Review: I am a big Ellroy fan. I have read almost all of his works. L.A. Confidential and the Black Dahlia are probably his two best. So far, I think this is his worst book. Unlike some of the other reviewers, I wasn't bothered by the violence or the plot, or the fact that Dave Klein is not much of a hero for a central character. He's even more flawed than Bud White. What made this book such a disappointment was the writing style. Even for Ellroy, it was too clipped, too abrupt. It was not only hard to read, but it sounded forced; like someone trying to write like the voice-overs in B-movie film-noir detective stories.
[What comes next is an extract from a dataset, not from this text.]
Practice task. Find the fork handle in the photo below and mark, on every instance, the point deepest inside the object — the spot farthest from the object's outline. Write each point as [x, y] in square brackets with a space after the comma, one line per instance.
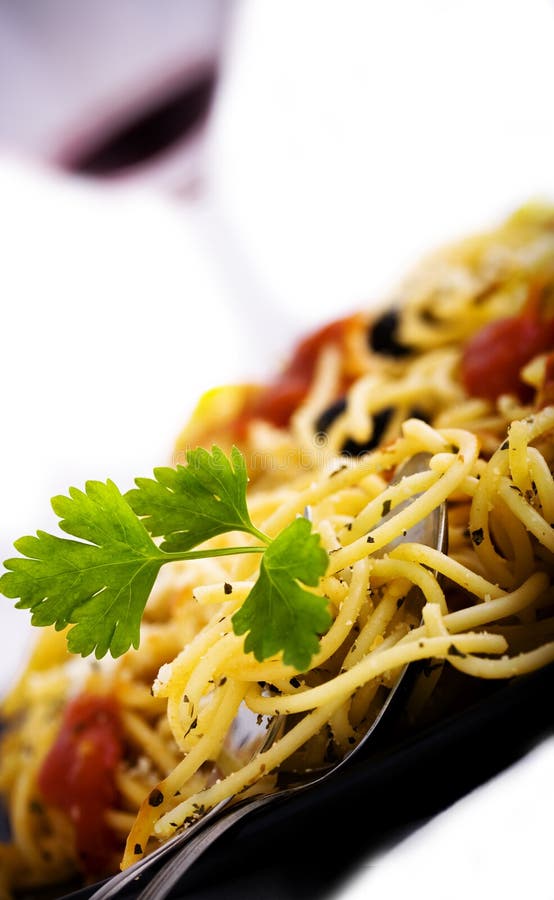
[162, 882]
It just didn't ring true.

Rating: 5 stars
Summary: A climactic finale
Review: The final showdown that LA Confidential promised us comes together in this novel. Ed Exley and Dudley Smith finally go at it through a most unusual go between who doesn't know what hes getting into between these two, Dave Klein. Klein is a corrupt Vice cop in every way. He's out for himself. But when he gets drawn into the big chess match played by Exley and SMith he starts to question what hes been doing and who he is. A great finish to the authors LA crime novels. Don't be afraid of the style and prose. You'll get used to it quick.

Rating: 5 stars
Summary: Fantastic
Review: Creeps, crooks, perverts, drug fiends and freaks...welcome to the LAPD. If you've never read Ellroy before welcome to his world, a rather dark and disturbing place.
This novel, like American Tabloid and The Cold Six Thousand, contains Ellroy's machine gun prose. It is at first off-putting, but ultimately terribly satisfying. His writing style is spare, no unnecessary words at all, brief descriptions that still give great detail. Fantastically drawn / evil characters that collide at the end.
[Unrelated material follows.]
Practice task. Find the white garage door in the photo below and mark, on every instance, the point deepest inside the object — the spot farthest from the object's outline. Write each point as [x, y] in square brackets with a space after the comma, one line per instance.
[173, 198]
In short - bit weird but I loved it.

Rating: 5 stars
Summary: Stream of consciousness at its finest
Review: The story takes place in 1958 Los Angeles with all of the historical elements in place: The Dodgers moving from Brooklyn to Los Angeles, gangster Mickey Cohen sliding into oblivion, cheesy independent horror movies, and of course the notorious police corruption/racism within the L.A.P.D.. (Be warned: No racial epithet is spared.) For those who don't know, 1958 was the pinnacle of corruption in Los Angeles and James Ellroy just tears into it with historical accuracy.

Our hero or anti-hero, David Klein, is a crooked yet very intelligent, Lieutenant in the L.A.P.D.. He is also a bought and paid for, yet a reluctant strong-arm, for the mob. He has a law degree, some psychological problems too mainly centering on his beautiful sister who he is attracted to but as the story evolves, things change and you begin to root for him.
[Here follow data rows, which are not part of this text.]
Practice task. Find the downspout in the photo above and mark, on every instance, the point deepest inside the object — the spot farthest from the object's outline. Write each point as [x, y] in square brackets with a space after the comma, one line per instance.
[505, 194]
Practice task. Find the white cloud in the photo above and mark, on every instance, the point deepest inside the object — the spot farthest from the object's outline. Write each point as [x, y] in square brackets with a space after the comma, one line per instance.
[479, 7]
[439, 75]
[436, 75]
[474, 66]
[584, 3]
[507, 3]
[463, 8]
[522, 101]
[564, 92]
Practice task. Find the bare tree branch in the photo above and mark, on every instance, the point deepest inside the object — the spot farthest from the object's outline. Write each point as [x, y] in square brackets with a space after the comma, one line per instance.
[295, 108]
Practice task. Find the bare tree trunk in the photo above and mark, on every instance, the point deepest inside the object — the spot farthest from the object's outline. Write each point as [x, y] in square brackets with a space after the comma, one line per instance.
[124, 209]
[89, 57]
The story is tense and violent, Our hero has been thrown out as "bait" between the Feds, the L.A.P.D., corrupt politicians, and of course the mob with all of the above trying to keep their secrets safe. Subsequently the tension just builds and builds and you wonder how the hero is going to pull it off. The ending is believable and very 1950's.

The narrative alone is worth the read. In most detective fiction the narrative is written in first person but White jazz takes this a step further. It is written as if everything is happening instantaneously. At times during the actions scenes the narrative is stream of consciousness and as chaotic as the scenes themselves. During intense dialog sequences the lead character, David Klien, deconstructs the meanings and significances of the dialog as they are happening so you hear his thoughts and words almost concurrently.

Though the narrative maybe hard for some, I feel this book is a real contribution to the detective genre and literature itself.

Rating: 4 stars
Summary: Great, fine, off-kilter crime novel - decision? Must read.
Review: White Jazz: novel, long, odd.

James Ellroy: author. Turns out a good sentence. Knows his stuff. Tough. Uncompromising. Not afraid of risks.

Style: Unusual. Off-putting. Jangled. Nervy. Hard to follow. Worth the trouble.

Dudley Smith: Ellroy's signature character. Evil. Obscene. Brutal. Good to see him again.

Problems: Confusing. Often. Get. Lost. In. Stacatto. Prose.

Plusses: Stream of Consciousness choice inspired. Gets in mind of Dave Klein. Doesn't judge him. Lets us into his world.

Overall: Don't miss. L.A. Confidential - Big Nowhere - Black Dahlia - White Jazz. Terrific. All.